Nie żyje Mateusz Łazowski, zawodnik mieszanych sztuk walki. 35-latek zginął w wypadku, do którego doszło w Tatrach.
Reklama.
"Mateusz Łazowski, zawodnik Babilon MMA nie żyje. Trenował w górach do następnej walki. Przykra informacja dociera do nas. R.I.P" – napisał na Twitterze szef organizacji Babilon MMA Tomasz Babiloński.

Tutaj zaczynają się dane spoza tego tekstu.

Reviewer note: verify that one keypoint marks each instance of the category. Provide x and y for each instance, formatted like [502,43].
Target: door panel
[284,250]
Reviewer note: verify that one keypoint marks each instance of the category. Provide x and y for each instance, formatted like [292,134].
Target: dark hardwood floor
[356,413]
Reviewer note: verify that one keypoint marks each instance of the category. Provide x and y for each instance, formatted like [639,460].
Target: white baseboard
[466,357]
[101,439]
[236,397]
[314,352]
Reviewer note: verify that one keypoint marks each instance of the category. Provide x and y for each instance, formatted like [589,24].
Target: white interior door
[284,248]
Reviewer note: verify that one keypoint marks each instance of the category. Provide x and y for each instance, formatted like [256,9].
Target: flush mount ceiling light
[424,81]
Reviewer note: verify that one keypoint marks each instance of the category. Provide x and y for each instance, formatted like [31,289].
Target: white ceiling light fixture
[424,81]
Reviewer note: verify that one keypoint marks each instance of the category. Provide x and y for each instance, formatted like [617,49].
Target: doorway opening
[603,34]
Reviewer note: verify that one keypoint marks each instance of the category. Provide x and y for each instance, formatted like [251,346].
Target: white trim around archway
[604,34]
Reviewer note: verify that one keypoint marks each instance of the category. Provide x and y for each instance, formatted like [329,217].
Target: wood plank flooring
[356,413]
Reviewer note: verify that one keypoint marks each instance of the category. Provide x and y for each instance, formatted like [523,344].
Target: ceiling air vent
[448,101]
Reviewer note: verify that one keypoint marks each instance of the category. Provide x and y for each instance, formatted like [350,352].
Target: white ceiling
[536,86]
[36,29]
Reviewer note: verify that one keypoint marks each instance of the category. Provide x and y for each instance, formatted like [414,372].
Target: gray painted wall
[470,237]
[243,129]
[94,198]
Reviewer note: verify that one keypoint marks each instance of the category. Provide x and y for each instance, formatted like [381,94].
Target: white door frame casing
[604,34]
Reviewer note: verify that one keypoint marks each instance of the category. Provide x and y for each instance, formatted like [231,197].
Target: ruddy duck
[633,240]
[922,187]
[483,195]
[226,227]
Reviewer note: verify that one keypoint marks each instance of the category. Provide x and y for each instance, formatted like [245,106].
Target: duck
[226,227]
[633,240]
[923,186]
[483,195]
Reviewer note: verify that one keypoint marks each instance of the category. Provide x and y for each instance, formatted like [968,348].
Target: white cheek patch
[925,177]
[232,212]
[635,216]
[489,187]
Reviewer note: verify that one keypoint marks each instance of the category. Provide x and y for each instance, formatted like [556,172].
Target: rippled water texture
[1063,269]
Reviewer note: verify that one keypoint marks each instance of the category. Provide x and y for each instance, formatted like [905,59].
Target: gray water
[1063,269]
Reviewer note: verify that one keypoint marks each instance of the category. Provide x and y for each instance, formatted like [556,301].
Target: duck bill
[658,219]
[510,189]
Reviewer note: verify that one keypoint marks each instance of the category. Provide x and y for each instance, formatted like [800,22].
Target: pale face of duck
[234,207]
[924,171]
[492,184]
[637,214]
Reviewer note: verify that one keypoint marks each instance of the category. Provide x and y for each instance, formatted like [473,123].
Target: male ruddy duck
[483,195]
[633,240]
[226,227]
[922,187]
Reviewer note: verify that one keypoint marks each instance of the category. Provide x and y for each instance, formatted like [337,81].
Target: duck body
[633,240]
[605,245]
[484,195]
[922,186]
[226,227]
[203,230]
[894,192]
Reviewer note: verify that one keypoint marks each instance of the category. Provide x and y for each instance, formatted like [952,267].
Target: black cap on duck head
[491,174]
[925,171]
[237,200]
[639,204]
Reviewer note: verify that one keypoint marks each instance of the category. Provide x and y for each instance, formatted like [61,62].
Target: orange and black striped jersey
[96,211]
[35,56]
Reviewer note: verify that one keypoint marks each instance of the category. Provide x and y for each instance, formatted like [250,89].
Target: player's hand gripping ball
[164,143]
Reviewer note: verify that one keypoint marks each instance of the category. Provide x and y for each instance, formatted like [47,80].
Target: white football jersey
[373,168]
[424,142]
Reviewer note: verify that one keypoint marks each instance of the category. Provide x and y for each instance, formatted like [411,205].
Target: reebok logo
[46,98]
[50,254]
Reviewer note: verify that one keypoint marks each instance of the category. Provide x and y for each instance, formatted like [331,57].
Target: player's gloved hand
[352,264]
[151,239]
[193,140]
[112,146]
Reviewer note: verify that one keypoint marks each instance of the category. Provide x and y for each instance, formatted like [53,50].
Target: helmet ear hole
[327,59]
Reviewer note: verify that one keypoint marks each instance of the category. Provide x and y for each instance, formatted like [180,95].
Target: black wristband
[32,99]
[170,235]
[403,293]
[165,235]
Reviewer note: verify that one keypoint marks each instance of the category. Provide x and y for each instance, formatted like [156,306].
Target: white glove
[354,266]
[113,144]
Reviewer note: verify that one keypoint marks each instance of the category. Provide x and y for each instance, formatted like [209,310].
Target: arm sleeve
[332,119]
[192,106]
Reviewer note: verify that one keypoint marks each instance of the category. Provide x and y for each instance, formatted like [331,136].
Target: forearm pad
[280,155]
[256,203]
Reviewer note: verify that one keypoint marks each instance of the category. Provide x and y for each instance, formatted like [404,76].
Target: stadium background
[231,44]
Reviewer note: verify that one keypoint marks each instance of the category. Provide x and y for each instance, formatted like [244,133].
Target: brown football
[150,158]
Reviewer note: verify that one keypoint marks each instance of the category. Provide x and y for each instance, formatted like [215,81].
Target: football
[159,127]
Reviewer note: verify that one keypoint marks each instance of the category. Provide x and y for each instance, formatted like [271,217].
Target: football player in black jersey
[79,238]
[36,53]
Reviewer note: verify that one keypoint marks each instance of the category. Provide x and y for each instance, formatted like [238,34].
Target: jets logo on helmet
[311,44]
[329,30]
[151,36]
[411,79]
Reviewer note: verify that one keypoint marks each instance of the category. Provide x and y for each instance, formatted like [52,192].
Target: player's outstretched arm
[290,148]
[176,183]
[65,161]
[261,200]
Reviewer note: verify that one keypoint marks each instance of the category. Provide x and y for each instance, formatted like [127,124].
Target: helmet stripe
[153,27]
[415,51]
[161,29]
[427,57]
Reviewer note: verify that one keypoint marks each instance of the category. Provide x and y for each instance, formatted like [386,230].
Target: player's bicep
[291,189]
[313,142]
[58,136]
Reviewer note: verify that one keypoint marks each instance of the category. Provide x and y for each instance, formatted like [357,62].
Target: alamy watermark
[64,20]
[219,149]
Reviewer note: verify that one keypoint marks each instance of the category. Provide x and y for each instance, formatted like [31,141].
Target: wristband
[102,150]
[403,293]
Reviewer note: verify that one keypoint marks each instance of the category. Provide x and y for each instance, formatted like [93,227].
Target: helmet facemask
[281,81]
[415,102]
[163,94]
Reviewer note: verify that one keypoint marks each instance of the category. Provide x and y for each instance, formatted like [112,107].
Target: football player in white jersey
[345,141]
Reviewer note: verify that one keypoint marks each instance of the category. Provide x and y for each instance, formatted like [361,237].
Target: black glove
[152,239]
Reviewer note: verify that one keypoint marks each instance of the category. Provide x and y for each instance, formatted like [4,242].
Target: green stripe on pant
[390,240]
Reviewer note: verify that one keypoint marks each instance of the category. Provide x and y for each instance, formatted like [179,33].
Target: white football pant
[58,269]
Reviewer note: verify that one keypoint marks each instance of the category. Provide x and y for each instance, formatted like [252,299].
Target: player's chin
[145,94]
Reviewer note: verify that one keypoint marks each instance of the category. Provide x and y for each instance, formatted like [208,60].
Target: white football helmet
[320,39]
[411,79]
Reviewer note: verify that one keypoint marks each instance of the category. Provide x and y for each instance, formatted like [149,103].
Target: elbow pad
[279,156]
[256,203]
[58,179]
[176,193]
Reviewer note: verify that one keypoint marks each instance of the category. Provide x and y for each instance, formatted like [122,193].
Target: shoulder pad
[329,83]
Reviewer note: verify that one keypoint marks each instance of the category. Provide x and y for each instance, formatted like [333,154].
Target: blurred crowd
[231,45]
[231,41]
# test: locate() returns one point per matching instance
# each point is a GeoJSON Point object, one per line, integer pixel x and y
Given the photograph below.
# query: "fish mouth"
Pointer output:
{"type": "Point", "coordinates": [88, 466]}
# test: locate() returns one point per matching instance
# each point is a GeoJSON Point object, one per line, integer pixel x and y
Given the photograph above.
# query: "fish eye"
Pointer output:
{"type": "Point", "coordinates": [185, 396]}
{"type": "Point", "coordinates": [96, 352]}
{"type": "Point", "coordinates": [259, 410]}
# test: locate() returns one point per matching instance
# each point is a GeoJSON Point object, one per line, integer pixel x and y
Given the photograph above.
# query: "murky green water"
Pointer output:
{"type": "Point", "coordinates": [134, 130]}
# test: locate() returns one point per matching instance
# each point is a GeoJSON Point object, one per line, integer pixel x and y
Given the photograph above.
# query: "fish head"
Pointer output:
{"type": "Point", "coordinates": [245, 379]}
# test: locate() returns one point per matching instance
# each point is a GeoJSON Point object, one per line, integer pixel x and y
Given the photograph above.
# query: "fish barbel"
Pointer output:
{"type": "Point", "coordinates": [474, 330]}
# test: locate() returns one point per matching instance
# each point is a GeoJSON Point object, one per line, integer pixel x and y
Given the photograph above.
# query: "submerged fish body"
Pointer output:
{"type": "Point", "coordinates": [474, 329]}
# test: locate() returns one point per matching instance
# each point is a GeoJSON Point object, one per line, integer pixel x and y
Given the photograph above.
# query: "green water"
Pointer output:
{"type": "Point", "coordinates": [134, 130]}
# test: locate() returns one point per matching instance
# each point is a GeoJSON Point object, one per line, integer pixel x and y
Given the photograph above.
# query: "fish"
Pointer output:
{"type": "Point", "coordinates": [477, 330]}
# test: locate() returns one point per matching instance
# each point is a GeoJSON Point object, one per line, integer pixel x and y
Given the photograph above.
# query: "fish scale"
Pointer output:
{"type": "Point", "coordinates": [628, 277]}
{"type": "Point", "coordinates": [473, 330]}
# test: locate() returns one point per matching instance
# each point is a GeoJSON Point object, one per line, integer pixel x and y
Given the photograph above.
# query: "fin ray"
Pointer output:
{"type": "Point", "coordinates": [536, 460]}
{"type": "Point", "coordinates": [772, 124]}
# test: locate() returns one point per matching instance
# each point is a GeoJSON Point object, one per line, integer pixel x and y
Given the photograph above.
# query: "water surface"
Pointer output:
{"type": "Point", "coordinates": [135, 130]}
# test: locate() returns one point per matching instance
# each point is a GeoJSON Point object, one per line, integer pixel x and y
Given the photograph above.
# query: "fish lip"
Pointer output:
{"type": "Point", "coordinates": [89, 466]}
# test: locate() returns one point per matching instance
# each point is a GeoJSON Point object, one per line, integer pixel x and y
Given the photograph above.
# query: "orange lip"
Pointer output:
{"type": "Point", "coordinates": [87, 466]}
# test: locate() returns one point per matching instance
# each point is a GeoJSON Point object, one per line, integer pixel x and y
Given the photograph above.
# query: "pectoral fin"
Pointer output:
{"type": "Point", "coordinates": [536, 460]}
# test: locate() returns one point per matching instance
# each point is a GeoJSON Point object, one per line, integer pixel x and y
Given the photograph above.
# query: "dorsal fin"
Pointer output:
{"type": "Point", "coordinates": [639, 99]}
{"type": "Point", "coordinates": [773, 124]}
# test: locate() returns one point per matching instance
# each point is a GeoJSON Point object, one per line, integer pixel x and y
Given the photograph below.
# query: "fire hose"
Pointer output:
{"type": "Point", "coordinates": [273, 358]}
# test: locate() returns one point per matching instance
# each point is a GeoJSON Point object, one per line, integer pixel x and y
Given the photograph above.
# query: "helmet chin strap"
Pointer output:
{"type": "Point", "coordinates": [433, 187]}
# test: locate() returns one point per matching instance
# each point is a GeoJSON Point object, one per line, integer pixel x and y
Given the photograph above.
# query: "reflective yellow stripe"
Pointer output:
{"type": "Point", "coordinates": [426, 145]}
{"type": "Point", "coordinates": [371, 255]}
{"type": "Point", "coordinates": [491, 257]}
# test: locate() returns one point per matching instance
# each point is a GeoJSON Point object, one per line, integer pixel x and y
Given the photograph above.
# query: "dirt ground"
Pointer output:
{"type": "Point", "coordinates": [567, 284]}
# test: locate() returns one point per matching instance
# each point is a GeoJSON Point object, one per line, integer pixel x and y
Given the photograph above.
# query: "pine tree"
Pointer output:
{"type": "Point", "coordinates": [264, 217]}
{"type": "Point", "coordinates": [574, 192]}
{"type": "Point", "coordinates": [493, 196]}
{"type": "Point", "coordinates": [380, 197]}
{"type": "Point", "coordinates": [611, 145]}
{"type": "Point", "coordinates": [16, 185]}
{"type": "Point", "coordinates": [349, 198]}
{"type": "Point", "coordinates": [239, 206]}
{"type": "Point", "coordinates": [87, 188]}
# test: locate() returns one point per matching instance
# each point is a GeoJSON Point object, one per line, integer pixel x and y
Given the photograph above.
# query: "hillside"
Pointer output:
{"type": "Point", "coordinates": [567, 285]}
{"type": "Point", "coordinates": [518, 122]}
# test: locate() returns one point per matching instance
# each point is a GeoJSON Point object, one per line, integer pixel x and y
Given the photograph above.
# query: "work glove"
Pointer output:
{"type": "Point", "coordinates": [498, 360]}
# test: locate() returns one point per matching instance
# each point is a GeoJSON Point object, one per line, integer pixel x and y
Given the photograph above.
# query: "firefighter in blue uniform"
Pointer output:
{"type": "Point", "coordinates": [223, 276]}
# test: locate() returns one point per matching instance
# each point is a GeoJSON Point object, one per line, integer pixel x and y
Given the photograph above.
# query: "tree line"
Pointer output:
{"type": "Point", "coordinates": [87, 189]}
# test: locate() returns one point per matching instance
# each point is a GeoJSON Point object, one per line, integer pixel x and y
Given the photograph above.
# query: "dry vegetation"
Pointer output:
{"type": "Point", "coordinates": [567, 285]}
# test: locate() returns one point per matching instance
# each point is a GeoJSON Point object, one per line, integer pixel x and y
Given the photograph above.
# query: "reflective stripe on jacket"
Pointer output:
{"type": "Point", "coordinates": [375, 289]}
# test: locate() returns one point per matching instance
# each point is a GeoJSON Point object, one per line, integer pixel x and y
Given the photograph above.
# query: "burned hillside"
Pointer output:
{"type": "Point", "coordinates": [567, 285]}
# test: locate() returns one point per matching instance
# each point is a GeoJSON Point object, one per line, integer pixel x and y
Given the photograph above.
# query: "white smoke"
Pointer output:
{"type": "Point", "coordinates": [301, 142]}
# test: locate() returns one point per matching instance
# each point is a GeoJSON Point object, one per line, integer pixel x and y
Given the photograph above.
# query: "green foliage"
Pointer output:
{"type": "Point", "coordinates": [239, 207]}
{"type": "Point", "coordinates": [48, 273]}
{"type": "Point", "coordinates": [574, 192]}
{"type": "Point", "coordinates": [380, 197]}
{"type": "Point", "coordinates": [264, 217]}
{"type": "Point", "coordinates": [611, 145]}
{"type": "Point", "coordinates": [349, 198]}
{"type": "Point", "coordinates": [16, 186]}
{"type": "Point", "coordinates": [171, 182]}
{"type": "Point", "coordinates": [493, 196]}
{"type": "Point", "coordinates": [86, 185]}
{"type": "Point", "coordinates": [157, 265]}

Jak podaje TVN24 w oparciu o informacje TOPR, do śmiertelnego wypadku doszło w rejonie Galerii Cubryńskich, w drodze na Hińczową Przełęcz. Łazowski miał poruszać się poza szlakiem. Jego wypadek zauważyli taternicy znajdujący się na szczycie Mnicha. To oni zawiadomili centralę TOPR.
Na miejsce wyruszyła piesza wyprawa z rejonu Morskiego Oka. Ciało mężczyzny zostało zniesione do Żlebu Mnichowego, a następnie przy pomocy wojskowego śmigłowca przetransportowane na dół.
Kim był Mateusz Łazowski?
Łazowski związany był z warszawskimi klubami Legia Fight Club, Uniq Fight Club i WCA Fight Team. Ostatni raz w klatce rywalizował 11 września w Żyrardowie podczas gali Babilon MMA 24. Przegrał wtedy z Patrykiem Dubielą.
Na śmierć Łazowskiego zareagowali inni sportowcy. "Za szybko Mati…za szybko" – napisał Łukasz "Juras" Jurkowski. "Ku*** MATI za szybko. Mateusz Łazowski, na zawsze w pamięci kumplu" – podkreślił z kolei Damian Janikowski, medalista olimpijski w zapasach i zawodnik organizacji KSW.